Bottom line: While the sub-prime mortgage virus has temporarily infected banks, hedge funds, insurance companies and other institutions, most of Middle America is doing just fine, thank you very much.
Sheila Bair, the very smart chair of the Federal Deposit Insurance Corporation, told me in an interview that 85 percent of the outstanding sub-prime mortgages at her member banks are being serviced on time. She also reports that the banking system is highly profitable and that capital adequacy is oversubscribed. Others report that less than 1 percent of the entire mortgage total in this country is in default, a minuscule amount.

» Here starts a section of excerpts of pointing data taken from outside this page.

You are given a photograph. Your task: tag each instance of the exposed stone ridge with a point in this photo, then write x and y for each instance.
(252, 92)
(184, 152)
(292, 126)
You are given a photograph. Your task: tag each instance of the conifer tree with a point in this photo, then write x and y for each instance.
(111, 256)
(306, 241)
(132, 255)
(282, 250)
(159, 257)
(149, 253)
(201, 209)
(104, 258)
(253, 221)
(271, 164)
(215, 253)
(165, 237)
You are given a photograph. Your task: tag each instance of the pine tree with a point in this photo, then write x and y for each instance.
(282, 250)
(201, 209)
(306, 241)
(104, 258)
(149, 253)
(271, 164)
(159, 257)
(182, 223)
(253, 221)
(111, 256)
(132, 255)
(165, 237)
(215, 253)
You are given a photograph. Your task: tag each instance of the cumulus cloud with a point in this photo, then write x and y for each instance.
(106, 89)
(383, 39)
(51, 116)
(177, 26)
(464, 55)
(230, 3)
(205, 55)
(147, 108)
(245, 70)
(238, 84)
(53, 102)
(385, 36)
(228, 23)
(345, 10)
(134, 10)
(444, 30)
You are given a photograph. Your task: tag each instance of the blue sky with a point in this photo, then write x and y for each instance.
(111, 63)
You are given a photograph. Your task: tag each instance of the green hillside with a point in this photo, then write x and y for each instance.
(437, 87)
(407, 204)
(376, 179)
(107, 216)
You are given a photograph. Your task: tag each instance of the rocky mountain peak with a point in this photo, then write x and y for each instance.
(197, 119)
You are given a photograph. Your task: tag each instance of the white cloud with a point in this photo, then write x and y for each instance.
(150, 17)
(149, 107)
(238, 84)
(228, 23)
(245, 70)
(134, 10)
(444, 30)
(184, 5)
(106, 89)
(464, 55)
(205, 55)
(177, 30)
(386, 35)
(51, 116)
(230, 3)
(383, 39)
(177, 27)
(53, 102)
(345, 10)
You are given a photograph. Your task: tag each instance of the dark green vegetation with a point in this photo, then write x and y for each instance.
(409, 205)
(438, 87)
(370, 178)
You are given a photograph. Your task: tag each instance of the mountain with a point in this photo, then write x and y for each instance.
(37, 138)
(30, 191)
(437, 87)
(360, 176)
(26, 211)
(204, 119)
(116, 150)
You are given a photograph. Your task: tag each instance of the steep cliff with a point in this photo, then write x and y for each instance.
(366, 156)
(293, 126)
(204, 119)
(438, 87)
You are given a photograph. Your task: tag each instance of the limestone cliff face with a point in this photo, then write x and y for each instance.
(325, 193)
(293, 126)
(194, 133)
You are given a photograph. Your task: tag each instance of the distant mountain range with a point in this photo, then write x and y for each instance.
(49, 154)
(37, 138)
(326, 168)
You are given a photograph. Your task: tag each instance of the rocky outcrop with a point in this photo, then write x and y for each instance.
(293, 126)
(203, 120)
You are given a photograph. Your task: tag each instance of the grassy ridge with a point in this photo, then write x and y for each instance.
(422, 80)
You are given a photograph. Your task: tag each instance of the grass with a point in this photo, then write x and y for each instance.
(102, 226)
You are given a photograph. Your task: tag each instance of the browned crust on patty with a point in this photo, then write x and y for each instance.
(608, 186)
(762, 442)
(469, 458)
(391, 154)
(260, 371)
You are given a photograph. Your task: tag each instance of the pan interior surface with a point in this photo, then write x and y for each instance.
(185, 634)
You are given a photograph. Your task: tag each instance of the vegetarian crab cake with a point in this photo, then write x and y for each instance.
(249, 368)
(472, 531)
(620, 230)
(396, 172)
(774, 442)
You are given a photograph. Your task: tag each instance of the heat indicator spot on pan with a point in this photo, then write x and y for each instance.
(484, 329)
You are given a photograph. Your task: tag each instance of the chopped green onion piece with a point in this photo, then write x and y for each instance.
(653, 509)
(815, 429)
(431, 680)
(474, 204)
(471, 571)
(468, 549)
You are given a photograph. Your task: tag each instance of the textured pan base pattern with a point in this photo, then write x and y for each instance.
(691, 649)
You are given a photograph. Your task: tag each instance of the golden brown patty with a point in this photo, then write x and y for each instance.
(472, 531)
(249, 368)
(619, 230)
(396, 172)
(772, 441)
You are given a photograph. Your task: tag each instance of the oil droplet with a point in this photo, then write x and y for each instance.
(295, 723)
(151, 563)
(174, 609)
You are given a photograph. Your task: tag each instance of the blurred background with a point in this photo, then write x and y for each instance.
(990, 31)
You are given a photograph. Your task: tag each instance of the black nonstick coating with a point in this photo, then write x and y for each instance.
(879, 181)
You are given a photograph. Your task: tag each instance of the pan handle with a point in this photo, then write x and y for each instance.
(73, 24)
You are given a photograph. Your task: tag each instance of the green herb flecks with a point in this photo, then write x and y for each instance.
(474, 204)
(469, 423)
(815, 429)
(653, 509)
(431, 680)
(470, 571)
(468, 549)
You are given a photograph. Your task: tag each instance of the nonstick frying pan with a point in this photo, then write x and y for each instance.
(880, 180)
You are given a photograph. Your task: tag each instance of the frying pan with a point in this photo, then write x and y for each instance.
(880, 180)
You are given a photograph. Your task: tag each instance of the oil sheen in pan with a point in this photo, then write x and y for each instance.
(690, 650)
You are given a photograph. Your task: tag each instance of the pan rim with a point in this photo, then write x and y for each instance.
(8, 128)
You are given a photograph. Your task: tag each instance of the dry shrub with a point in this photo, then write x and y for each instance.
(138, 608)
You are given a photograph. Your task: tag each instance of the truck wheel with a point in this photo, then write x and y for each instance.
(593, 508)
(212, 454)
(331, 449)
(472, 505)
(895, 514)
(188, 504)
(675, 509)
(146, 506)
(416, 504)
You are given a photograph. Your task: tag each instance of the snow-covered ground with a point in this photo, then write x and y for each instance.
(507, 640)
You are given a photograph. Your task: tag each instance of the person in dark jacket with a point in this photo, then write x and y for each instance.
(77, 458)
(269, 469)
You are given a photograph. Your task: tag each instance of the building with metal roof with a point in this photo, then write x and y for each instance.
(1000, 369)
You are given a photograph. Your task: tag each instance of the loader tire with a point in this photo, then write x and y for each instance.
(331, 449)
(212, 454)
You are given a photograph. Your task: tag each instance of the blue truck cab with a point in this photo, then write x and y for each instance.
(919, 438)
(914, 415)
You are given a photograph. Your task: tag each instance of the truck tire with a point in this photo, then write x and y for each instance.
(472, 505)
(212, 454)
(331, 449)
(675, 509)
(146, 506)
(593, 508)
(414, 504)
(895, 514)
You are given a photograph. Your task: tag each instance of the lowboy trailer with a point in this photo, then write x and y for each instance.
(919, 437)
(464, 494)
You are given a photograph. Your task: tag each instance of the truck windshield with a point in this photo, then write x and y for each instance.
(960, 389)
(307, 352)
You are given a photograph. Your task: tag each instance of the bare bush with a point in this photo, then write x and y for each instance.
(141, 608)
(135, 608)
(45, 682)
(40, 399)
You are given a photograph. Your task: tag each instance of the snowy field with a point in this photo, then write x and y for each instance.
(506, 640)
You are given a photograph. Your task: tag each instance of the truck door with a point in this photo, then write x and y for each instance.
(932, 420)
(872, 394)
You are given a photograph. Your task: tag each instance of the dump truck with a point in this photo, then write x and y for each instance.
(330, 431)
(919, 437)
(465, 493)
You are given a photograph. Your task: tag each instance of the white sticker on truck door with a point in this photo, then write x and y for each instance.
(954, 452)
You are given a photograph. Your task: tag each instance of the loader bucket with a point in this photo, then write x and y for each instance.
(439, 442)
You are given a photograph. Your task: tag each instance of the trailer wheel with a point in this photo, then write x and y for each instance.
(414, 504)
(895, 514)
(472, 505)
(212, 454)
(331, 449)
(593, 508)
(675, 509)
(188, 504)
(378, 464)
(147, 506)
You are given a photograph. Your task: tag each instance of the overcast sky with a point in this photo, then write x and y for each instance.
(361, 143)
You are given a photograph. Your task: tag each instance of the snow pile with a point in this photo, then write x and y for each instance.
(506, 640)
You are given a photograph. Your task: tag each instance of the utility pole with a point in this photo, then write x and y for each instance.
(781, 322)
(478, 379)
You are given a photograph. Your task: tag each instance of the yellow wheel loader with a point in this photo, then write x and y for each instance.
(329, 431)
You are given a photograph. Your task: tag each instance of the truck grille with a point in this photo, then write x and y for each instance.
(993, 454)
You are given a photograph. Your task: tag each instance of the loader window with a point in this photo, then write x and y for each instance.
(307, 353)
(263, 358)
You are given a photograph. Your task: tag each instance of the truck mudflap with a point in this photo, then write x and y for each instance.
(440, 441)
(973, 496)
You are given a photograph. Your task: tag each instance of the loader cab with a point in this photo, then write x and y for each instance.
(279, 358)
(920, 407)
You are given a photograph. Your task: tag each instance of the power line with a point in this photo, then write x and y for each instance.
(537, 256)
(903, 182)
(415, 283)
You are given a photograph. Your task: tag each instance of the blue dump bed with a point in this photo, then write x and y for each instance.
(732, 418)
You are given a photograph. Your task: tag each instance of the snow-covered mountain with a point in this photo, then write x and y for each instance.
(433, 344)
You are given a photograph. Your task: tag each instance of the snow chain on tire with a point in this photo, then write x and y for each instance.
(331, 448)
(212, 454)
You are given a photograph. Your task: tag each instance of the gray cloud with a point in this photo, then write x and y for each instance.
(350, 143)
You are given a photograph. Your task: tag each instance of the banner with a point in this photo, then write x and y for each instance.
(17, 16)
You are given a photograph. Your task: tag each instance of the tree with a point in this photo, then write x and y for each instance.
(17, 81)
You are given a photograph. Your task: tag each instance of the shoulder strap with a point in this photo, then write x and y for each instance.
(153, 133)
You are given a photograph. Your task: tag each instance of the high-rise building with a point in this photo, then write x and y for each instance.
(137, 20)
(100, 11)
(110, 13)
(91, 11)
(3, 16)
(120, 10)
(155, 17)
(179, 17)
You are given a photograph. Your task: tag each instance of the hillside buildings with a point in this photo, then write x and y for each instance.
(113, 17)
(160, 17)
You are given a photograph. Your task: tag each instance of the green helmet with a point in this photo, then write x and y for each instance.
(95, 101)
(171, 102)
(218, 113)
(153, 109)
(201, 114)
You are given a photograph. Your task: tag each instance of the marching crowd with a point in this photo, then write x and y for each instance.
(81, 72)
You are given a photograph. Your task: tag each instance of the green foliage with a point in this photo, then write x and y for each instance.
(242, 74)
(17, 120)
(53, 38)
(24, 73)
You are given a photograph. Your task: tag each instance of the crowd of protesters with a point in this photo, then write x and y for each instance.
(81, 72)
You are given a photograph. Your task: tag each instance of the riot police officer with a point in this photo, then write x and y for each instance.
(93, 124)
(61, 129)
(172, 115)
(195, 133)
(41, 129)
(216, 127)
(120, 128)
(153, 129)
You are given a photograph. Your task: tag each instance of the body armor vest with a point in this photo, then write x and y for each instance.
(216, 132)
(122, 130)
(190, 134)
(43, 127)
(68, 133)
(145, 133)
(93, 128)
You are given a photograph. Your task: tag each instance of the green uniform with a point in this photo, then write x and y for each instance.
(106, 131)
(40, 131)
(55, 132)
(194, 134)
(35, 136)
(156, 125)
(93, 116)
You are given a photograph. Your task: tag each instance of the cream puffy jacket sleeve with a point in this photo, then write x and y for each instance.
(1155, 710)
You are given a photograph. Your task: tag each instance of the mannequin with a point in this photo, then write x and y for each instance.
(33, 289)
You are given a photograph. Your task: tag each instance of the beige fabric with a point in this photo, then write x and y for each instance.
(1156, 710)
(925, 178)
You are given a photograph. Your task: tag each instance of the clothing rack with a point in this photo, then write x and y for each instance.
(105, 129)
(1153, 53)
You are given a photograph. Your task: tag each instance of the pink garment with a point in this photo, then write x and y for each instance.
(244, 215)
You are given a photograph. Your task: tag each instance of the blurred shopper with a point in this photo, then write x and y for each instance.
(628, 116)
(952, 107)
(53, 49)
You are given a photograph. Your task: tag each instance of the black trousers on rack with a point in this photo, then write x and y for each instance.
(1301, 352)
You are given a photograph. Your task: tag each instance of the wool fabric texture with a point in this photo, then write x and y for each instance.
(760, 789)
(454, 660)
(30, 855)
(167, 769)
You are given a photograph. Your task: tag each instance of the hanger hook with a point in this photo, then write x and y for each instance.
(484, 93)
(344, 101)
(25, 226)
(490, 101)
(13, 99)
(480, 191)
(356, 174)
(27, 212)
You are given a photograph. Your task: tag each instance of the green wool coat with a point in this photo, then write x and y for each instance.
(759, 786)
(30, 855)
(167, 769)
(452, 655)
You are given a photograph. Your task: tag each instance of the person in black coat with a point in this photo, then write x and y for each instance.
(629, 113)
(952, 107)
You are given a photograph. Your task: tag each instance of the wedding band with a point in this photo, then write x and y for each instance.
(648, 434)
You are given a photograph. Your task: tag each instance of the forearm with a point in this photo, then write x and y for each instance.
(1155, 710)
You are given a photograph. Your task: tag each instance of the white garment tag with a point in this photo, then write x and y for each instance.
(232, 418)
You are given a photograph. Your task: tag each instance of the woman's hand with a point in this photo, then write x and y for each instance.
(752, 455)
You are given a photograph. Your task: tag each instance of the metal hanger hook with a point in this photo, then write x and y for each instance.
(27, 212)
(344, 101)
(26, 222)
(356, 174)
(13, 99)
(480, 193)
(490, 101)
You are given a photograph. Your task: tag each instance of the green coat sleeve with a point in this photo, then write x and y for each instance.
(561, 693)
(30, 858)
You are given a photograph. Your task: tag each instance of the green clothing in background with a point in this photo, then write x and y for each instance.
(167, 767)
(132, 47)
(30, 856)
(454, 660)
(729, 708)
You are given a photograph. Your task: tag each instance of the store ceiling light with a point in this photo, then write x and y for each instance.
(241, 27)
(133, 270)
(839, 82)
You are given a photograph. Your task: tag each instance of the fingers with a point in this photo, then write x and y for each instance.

The biggest problem in the stock market is that the sub-prime virus has caused a temporary credit and trading freeze. Markets have already devalued mortgage bond prices, but the banks are loath to acknowledge price drops that would translate into sizable third-quarter profit losses. This is silly and shortsighted. Countrywide, for example, the nation's largest mortgage lender, has seen its stock drop by 40 percent; Bear Stearns has fallen 35 percent.
The sooner financial companies liquidate their losses, the faster markets will return to normalcy. The system is deleveraging, which in the long-term is a very healthy correction. Leveraged corporate loans are actually starting to trade-up once again, undoubtedly reflecting the money-good profits behind them.
Federal Reserve officials believe we have a temporary liquidity issue, not a solvency crisis. So, at the prevailing interest-rate target, the Fed and other central banks are prudently injecting $131 billion of new cash to "facilitate the orderly functioning" of markets. Fed chairman Ben Bernanke has the story right.
And so does President Bush, who is arguing against government bailouts, which would wind up rewarding banks, hedge funds, and unscrupulous lenders for their poor judgment. (Do U.S. taxpayers really want to finance France's BNP Paribas?) Market forces will see us through this correction. Mr. Bush is also on the money with his opposition to any and all tax increases, which would damage the work and business incentives that have been such a success in Middle America.
Nobody likes stiff stock market corrections. But if folks step back a bit they'll see the many positives -- the jobs, the incomes, and the profits -- that will carry us through this difficult period.
They'll see Main Street -- working and prospering.